A study recently released by the Brookings Institution revealed Wichita, Kansas to be a national leader in an important way. This is the home of Cessna, Hawker Beechcraft and Bombardier Learjet, among other manufacturers. Partly because of these companies, this city—which sells 28 percent of its gross metropolitan product outside the nation’s borders—is the U.S. municipality with the highest share of income from foreign sales.
Portland, Oregon and San Jose, California are also close. These cities manufacture, yes—but more significantly, they manufacture for export. They make products that foreigners want to buy. And it is worth considering just how much better our economic prospects would be if only a lot more U.S. cities could do the same.

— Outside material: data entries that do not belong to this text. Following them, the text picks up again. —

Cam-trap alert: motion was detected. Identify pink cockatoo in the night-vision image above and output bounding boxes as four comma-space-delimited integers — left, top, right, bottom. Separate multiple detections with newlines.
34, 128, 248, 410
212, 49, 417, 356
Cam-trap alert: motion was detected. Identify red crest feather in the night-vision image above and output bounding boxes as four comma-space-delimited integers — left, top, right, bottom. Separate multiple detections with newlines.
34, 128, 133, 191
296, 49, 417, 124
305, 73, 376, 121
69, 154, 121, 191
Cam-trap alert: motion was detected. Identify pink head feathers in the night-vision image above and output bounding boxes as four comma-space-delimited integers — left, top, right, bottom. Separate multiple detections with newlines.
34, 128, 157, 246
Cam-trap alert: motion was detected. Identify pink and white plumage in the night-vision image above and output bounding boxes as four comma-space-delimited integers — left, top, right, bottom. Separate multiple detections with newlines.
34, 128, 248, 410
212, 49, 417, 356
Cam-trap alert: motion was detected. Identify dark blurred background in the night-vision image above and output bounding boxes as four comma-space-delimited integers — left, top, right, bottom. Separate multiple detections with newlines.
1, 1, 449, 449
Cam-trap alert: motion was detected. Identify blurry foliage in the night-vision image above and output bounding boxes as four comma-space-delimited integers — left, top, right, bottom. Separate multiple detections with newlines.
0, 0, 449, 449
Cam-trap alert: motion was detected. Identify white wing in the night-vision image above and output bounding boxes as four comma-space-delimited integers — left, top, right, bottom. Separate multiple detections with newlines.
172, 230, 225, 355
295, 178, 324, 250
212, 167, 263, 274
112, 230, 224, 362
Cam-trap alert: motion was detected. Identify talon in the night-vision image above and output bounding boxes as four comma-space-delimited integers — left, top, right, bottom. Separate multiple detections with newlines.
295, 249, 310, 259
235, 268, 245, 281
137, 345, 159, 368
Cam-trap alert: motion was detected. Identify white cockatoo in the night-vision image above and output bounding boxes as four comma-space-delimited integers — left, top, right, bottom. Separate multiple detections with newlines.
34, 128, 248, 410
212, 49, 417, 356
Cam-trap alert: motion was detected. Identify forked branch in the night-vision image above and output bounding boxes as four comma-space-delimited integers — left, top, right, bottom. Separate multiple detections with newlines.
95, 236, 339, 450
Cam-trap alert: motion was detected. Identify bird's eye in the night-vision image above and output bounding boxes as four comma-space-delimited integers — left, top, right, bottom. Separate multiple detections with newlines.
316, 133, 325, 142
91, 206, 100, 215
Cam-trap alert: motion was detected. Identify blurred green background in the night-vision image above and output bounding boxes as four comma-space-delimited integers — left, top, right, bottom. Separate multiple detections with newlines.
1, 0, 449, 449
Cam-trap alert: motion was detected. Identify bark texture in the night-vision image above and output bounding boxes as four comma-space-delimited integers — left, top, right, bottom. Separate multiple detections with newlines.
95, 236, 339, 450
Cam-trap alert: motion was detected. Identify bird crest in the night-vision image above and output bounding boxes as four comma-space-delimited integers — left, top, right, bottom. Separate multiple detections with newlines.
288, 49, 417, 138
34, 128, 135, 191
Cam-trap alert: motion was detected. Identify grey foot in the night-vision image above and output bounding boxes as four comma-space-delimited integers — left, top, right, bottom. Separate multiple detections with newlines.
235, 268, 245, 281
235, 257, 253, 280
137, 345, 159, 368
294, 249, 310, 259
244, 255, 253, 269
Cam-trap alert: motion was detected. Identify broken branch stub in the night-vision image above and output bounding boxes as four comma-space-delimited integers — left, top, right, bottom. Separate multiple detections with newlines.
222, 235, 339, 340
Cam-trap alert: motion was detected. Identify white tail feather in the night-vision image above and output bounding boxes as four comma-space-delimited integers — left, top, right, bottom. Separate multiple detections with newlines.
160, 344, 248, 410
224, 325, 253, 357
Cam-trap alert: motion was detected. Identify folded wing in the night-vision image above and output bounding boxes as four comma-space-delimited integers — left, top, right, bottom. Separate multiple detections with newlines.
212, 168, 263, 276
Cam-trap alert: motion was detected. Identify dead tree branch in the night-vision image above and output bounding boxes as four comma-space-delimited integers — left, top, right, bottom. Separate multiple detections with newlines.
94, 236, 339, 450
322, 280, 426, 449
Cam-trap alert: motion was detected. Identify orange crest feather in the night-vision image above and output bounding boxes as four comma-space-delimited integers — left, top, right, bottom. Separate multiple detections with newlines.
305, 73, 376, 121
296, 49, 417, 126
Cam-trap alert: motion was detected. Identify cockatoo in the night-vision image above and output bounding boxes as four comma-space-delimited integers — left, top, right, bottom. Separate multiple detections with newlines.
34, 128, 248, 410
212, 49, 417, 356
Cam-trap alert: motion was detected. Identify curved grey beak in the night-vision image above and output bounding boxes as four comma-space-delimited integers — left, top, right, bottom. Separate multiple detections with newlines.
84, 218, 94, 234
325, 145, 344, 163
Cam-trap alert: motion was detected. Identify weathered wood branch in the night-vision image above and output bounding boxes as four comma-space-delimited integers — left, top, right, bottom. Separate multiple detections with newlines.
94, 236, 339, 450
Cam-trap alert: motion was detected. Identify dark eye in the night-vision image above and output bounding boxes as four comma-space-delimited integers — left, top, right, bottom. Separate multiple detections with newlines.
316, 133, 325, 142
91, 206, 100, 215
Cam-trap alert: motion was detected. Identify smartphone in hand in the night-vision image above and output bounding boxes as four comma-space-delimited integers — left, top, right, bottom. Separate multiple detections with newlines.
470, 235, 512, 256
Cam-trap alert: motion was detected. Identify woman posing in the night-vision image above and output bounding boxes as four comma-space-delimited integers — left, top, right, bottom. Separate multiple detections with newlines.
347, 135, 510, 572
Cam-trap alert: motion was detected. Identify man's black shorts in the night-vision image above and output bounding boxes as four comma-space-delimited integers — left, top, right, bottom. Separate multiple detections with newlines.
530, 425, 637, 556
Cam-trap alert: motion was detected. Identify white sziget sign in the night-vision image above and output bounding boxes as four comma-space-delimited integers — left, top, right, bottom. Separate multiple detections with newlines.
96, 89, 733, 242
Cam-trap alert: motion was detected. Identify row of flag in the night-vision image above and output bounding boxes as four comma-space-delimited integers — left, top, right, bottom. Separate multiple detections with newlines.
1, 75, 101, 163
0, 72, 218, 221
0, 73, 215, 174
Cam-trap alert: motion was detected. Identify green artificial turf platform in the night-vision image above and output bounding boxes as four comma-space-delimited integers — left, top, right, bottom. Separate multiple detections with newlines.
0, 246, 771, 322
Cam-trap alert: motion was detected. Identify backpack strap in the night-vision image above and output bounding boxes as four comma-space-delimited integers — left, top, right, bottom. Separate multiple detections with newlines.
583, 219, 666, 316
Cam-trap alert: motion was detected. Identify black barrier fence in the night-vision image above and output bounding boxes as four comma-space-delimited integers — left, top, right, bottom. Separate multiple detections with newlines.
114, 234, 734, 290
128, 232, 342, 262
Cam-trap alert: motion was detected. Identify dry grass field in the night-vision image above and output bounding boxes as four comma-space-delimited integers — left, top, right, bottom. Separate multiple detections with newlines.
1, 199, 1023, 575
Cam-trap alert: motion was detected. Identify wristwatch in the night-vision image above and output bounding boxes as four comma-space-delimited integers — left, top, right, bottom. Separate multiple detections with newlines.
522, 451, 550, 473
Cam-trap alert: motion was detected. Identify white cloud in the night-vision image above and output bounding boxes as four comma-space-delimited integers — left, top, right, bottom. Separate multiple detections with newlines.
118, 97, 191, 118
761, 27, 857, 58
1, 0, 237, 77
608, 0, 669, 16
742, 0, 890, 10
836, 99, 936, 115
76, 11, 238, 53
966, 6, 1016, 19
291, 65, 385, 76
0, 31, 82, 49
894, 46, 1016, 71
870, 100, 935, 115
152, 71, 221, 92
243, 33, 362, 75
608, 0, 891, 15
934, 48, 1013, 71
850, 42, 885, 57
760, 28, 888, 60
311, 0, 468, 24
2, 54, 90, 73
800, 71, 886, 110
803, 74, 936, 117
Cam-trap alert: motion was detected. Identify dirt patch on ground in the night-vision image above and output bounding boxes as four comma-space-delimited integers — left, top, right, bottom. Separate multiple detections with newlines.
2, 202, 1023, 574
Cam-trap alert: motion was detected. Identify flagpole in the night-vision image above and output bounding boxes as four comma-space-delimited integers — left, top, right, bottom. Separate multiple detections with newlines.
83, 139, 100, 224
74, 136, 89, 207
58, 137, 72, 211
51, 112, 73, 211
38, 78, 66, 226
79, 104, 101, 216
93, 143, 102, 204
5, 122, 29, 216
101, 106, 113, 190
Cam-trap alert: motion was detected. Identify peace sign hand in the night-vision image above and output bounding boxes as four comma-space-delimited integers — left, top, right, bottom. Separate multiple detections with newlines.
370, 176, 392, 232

For example, jobs would multiply. They would also be more stable. Right now, the problem is that U.S. employment is hostage to its own consumer spending—and this problem has long been with us. Even in the 1950s and 60s, we manufactured for ourselves. Later, U.S. consumers started looking elsewhere. A new way, a better way, would be for us to make products for consumers worldwide, wherever demand is flourishing.
So why don’t we do this? That is, why don’t we manufacture for export more than we do? Many see reasons in our contemporary culture, such as a bias against manufacturing and a mindset that disfavors this kind of work. Maybe. But a recent “Financial Times” article citing the Brookings study also cited an underappreciated reason why our economy is so driven by domestic spending. That reason is our tax system.
Home-grown manufacturing needs home-grown capital. We do not foster this. Rather, we tax income as opposed to consumption. We give little incentive to savings, but (through the mortgage interest deduction, for example) we do encourage debt. We have a system that not only erodes capital, but also sends it shopping.
A tax system seeing America as an export-driven manufacturer would look very different. It might feature a value-added tax instead of an income tax, for example. Here, though, hope falters. To many, such a proposal is incendiary—not because a value-added tax wouldn’t make sense in context, but because Congress would have to provide that context. What if lawmakers didn’t go all the way? Instead of a transformation, we might get a mess in which part of the new tax is added, but the old tax doesn’t go away.
Still, big changes—including changes for the better—have tended to come out of extreme times. That might be the silver lining of these times today. The different economy, the manufacturing export economy, might become more plausible as the alternatives increasingly fail. What is unquestionably plausible is America’s fitness for such an economy. We have the resources, population and knowledge to make what the world wants, not to mention the geographic access to shipping lanes. Producing high-value goods for foreign buyers should be the future for the United States, and perhaps it inevitably will be the future.